How are Chinese EV companies solving Africa’s charging infrastructure challenges?

Chinese electric vehicle (EV) companies are tackling Africa’s limited charging infrastructure with creative solutions and smart partnerships. They’re teaming up with local businesses to build charging stations powered by renewable energy sources like solar and wind. This approach not only reduces dependence on unreliable grid electricity but also supports sustainable energy use. In some cases, manufacturers are setting up charging stations directly within their dealerships, turning them into convenient hubs for both EV sales and charging.

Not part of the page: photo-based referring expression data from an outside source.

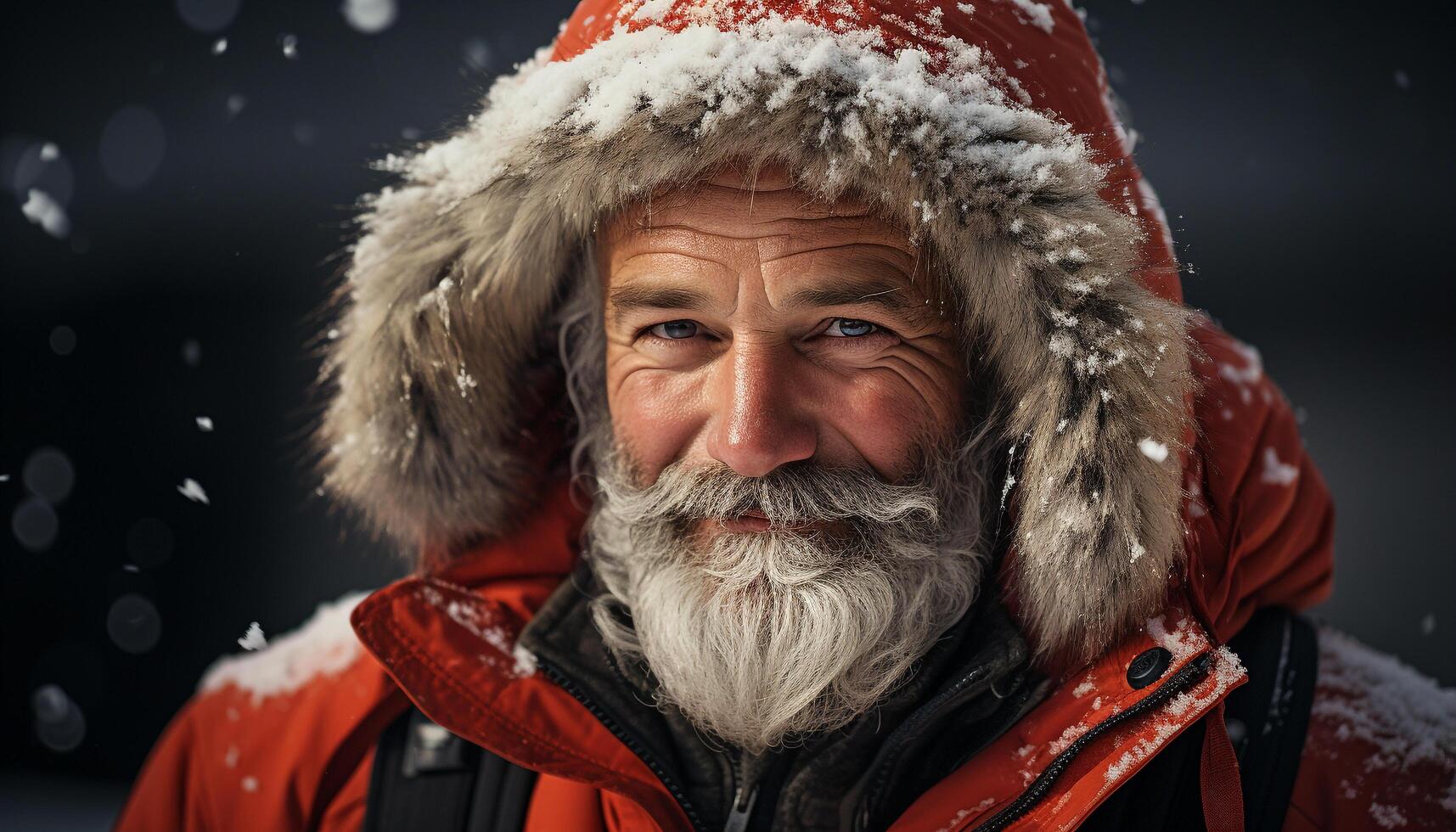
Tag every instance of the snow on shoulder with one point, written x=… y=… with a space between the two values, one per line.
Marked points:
x=325 y=644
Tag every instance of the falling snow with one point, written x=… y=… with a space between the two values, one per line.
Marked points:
x=254 y=638
x=193 y=492
x=323 y=646
x=47 y=213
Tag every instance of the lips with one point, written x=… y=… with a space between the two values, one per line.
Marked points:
x=756 y=520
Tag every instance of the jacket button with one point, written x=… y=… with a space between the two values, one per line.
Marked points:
x=1149 y=666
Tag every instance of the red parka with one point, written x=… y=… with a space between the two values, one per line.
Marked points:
x=1159 y=488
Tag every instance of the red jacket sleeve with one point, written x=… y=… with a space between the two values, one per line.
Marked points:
x=1258 y=514
x=168 y=793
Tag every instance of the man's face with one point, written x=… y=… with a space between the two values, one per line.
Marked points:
x=788 y=506
x=755 y=329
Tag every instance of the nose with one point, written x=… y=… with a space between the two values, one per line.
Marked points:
x=761 y=419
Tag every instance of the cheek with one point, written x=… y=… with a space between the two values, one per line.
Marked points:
x=885 y=419
x=655 y=416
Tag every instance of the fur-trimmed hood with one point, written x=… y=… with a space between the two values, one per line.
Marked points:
x=987 y=128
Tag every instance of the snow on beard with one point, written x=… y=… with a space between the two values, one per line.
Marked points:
x=763 y=637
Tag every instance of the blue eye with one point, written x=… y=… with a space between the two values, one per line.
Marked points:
x=849 y=329
x=674 y=329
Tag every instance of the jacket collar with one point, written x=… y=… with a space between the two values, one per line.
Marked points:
x=975 y=677
x=450 y=643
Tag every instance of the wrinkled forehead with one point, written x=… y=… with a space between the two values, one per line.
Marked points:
x=766 y=207
x=740 y=203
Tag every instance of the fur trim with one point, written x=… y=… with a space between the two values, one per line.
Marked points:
x=459 y=270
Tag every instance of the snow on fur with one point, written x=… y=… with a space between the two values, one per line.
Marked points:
x=425 y=426
x=325 y=646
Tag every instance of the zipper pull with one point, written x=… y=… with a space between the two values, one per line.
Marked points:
x=741 y=811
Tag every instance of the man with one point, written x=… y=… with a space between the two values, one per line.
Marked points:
x=795 y=420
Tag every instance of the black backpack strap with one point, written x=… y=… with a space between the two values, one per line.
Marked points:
x=1270 y=714
x=424 y=777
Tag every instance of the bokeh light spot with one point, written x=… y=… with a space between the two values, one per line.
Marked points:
x=132 y=146
x=36 y=525
x=50 y=475
x=134 y=624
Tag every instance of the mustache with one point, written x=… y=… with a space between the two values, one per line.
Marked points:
x=794 y=492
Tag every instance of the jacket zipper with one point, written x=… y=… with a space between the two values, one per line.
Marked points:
x=628 y=739
x=741 y=809
x=889 y=756
x=1180 y=683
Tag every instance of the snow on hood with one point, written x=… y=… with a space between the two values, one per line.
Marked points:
x=985 y=128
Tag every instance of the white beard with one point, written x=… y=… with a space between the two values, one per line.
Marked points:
x=769 y=636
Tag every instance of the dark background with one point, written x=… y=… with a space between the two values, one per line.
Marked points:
x=1302 y=150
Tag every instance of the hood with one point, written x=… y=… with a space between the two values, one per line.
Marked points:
x=986 y=128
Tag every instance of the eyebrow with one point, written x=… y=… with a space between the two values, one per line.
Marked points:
x=883 y=295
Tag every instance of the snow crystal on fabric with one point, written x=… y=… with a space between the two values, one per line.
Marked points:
x=1172 y=716
x=1037 y=15
x=1404 y=724
x=1277 y=472
x=476 y=620
x=323 y=646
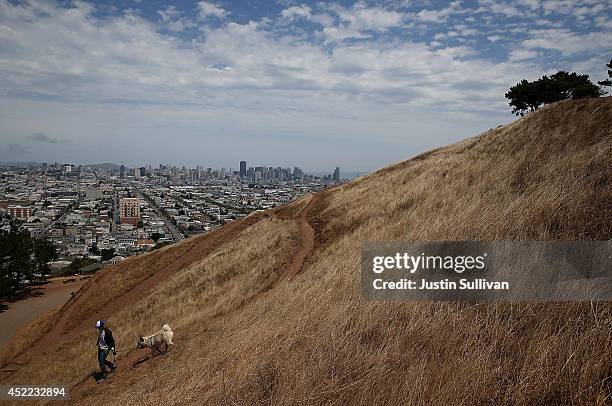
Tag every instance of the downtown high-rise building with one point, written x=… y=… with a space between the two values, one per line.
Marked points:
x=242 y=169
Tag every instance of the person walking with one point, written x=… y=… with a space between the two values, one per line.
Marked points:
x=105 y=344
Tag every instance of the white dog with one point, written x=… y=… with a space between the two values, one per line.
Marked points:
x=157 y=341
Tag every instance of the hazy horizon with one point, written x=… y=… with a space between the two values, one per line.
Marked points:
x=352 y=84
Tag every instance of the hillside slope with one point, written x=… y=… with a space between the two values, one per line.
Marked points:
x=272 y=313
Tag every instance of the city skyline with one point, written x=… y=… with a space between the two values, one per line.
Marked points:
x=168 y=165
x=355 y=84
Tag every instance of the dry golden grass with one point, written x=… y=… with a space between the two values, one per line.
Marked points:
x=205 y=290
x=312 y=339
x=26 y=335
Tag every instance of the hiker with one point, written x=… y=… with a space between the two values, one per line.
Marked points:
x=105 y=344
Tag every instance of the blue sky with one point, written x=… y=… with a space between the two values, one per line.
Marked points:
x=313 y=84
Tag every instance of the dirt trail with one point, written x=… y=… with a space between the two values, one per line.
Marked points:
x=69 y=326
x=307 y=236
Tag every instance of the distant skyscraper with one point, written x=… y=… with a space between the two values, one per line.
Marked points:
x=129 y=210
x=242 y=169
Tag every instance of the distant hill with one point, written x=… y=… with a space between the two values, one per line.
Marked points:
x=267 y=310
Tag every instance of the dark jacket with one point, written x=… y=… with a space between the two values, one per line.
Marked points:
x=108 y=338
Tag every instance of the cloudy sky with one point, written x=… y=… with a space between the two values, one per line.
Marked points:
x=315 y=84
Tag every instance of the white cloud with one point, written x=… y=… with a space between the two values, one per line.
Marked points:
x=258 y=77
x=360 y=17
x=439 y=16
x=567 y=42
x=208 y=9
x=302 y=11
x=522 y=54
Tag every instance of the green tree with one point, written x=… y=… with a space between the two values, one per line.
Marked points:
x=607 y=82
x=528 y=96
x=107 y=253
x=17 y=265
x=94 y=250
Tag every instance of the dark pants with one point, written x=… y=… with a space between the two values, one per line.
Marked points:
x=102 y=361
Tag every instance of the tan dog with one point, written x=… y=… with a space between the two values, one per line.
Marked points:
x=157 y=341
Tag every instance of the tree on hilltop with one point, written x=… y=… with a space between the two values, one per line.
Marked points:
x=528 y=96
x=607 y=82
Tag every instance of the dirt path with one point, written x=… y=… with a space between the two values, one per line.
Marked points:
x=21 y=312
x=307 y=236
x=70 y=326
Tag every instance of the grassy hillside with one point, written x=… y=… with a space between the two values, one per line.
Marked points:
x=246 y=332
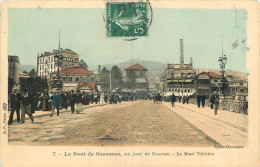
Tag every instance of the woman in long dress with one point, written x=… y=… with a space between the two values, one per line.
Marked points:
x=102 y=99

Another clever strategy involves shipping knock-down kits – packages that include chargers and modular charging equipment. These kits simplify the process of setting up charging infrastructure locally. To ensure smooth operations, Chinese automakers are also offering training programs for local technicians, equipping them with the skills needed to install and maintain these systems. By blending renewable energy, localized assembly, and financial partnerships, these companies are breaking down infrastructure barriers and paving the way for broader EV adoption across Africa.